BNP Paribas, financial adviser to the consortium led by Emirates Telecommunications Corp, awarded the syndicated loan to Citigroup, and seven regional banks. Bankers say the deal is the region’s largest ever corporate loan.

The one-year loan – bridge financing that will be replaced by a permanent deal next year – will be structured on an Islamic basis, which skirts the Koranic ban on interest. As well as the region’s largest corporate loan, it’s also the biggest Islamic financing deal, bankers and analysts say.

“The client wanted an Islamic loan, so even though the bidders had the option to mix Islamic and conventional finance, they [the eight banks] chose to go fully Islamic,” says one banker involved.

The regional banks are Samba Financial Group, Al Rajhi Banking & Investment, National Commercial Bank, Kuwait Finance House, Abu Dhabi Islamic Bank, Emirates Bank International and Bank Aljazira.

The Saudi cabinet awarded the Saudi-UAE consortium a 25-year licence for the oil-rich kingdom’s second global system for mobile communications (GSM) licence and a 3G network.

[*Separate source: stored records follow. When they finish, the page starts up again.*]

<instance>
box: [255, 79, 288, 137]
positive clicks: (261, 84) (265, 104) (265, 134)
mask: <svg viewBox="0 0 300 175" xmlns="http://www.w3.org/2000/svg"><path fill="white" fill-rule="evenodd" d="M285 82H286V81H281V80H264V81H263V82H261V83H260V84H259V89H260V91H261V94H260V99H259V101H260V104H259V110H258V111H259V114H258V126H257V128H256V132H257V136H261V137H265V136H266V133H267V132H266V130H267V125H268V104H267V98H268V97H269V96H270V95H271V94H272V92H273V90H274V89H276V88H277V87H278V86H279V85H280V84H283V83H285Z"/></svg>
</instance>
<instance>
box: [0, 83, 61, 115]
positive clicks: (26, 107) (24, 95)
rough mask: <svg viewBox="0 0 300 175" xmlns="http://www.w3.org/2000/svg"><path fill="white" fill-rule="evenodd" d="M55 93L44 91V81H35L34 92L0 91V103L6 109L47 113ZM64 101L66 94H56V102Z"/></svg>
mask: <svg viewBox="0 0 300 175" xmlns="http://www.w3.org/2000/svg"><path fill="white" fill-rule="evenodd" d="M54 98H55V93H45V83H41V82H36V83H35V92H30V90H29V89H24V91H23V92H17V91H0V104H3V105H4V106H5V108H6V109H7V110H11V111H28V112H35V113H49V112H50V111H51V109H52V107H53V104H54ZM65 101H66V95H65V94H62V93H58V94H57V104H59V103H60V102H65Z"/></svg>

The UAE state-owned telecoms company placed the highest bid of US$3.46bn to the Saudi telecoms regulator in mid July.

Six Saudi investors will hold 65% of the equity in the new company, with operator Etisalat holding the remaining 35%.

Etisalat will use the money to cover capital expenditure and the hefty licence costs.

The consortium plans to invest US$1bn in its first year. It will offer 20% of the new company’s shares on the Saudi stock exchange one month after the company comes into being with the passing of a royal decree, expected soon. Etisalat will float a further 20% within two years.

Operations are expected to start early next year, with the network covering 11 Saudi cities by the second half of 2005.

The Etisalat consortium is targeting a subscriber base of 7mn out of a country of 24mn residents in the next five years.

During that period it plans to invest US$5.3bn, providing cell coverage across the vast kingdom, including huge tracts of desert where, for now, only satellite phones work.

Analysts say the Saudi GSM market – with a penetration rate of 35% – is a lucrative one. With 8mn cellphone users, the growth rate in usage is around 30%.

Etisalat, 60% owned by the UAE government, in April lost its telecoms monopoly in the UAE. Facing the prospect of future competition, Etisalat turned its eyes to the Saudi market as a growth opportunity.

“This is the biggest telecoms deal in the region – nothing can compete with it – so the financing is of the same scale,” says Walid Shihabi of Shuaa Capital, a Dubai-based investment bank. “It’s a great opportunity for cashed-up regional banks to prosper from the licence.”

The Amman-based Arab Advisors Group has predicted that the GSM market will balloon to US$7.9bn by 2007. In 2002, the market was US$3.4bn.

The second GSM licence is the culmination of a careful reform process in Saudi Arabia’s telecoms sector, by far the largest among the Arab Gulf states.

The government floated 30% of Saudi Telecommunications on Riyadh’s stock exchange at the end of 2002, after the monopoly was privatised in the late 1990s. Saudi Telecom will retain its landline and internet monopoly until 2008.